The P.E.I. government did not get the support it was hoping for from the Canadian Federation of Independent Business after a debate in the legislature on the new harmonized sales tax.

HST benefits will take time to show up, says Canadian Federation of Independent Business

The P.E.I. government did not get the support it was hoping for from the Canadian Federation of Independent Business after a debate in the legislature on the new harmonized sales tax.

Finance Minister Wes Sheridan was expecting stronger support from the Canadian Federation of Independent Business on the question of HST and the economy. (CBC)

The Opposition Progressive Conservatives argued during question period the HST, introduced in April, hasn't been the boon for business government claimed it would be.

At one point Finance Minister Wes Sheridan pointed out Erin McGrath-Gaudet from the Canadian Federation of Independent Business, seated in the gallery, and said he expected she would speak "very heartily" to what the HST has done for many of the small business owners who are CFIB members.

After the debate, McGrath-Gaudet provided her own thoughts.

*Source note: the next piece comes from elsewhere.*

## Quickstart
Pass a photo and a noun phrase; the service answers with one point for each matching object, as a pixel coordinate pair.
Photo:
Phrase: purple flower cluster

"Certainly what we've seen with HST is the immediate impacts are not necessarily the positive ones," said McGrath-Gaudet.

"This is taking money out of the economy. I mean, it's an extra $25 million into government revenues every year. So people are seeing less money in their own pockets, and that hits right away."

Other Canadian jurisdictions that have introduced the HST have done it in a way that is revenue neutral, that is, the tax rate was set so that the government received the same amount of sales tax revenue. P.E.I.'s formula for the new tax added significantly to government revenues.

McGrath-Gaudet said given that tax increase the business benefits from the HST will take longer to sink in. She added the tax has already significantly reduced the amount of paperwork business owners have to do to submit their taxes.